The Essential Commodities Act, 1955, empowers the central government to regulate the production, supply, distribution, and pricing of commodities it declares "essential" to prevent hoarding, black-marketing, and supply disruption. Key commodities covered include petroleum products, food grains, fertilizers, and drugs.

  • The Act allows the government to fix prices, impose stock limits, and requisition stocks from dealers.
  • In 2020, the ECA was amended as part of farm reform legislation to deregulate agricultural commodities — but this was subsequently repealed in 2021 following protests.
  • LPG and natural gas fall under the Act's purview, allowing the government to direct supply priorities during crises.

Connection to this news: India invoked the ECA to prioritize household LPG supply during the Iran war-induced supply squeeze, demonstrating how colonial-era economic legislation remains a critical crisis-management tool.

India's Relations with West Asia — Strategic and Economic Dimensions

West Asia (Gulf region) is India's most important economic neighbourhood: it is the source of over 60% of India's oil imports, hosts approximately 9 million Indian diaspora (largest Indian diaspora concentration), and is the destination for 6–7% of India's goods exports. The UAE and Saudi Arabia are India's top trading partners.
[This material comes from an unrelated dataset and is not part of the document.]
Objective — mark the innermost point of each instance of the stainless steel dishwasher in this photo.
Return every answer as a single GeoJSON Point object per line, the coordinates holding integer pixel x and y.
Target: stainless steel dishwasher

  • India-UAE Comprehensive Economic Partnership Agreement (CEPA) signed in February 2022 — India's first CEPA in a decade.
  • Indian diaspora remittances from the Gulf exceed $40 billion annually, making West Asia a critical source of foreign exchange.
  • India follows a policy of strategic autonomy in West Asia, maintaining ties with Iran, Saudi Arabia, UAE, Israel, and Palestine simultaneously.
  • Project Mausam and INSTC (International North–South Transport Corridor) reflect India's multimodal connectivity strategy in the region.
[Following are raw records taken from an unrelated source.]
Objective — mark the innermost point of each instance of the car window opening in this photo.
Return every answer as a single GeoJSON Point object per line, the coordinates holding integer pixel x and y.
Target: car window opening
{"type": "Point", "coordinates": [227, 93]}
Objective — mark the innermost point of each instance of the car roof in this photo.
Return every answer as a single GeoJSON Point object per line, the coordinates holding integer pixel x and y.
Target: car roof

Connection to this news: The Iran war affects India not merely as an energy price shock, but also threatens diaspora remittances, disrupts existing trade routes, and tests India's carefully balanced diplomatic positioning in West Asia.

Key Facts & Data

  • Oil prices surged to approximately $109/barrel in March 2026 (up ~50% from pre-war levels).
  • India's FY27 GDP growth forecast: RBI at 6.9%, Moody's at 6%, World Bank at 6.6%.
  • CPI inflation projection for FY27: RBI 4.6%, Moody's 4.8%.
  • India imports ~87–90% of its crude oil; 35–50% transits the Strait of Hormuz.
  • ~90% of India's LPG imports transit the Strait of Hormuz.
  • Indian diaspora in West Asia: ~9 million; remittances from Gulf exceed $40 billion annually.
  • Every $10/barrel oil price rise adds ~0.4–0.5 percentage points to India's CPI inflation.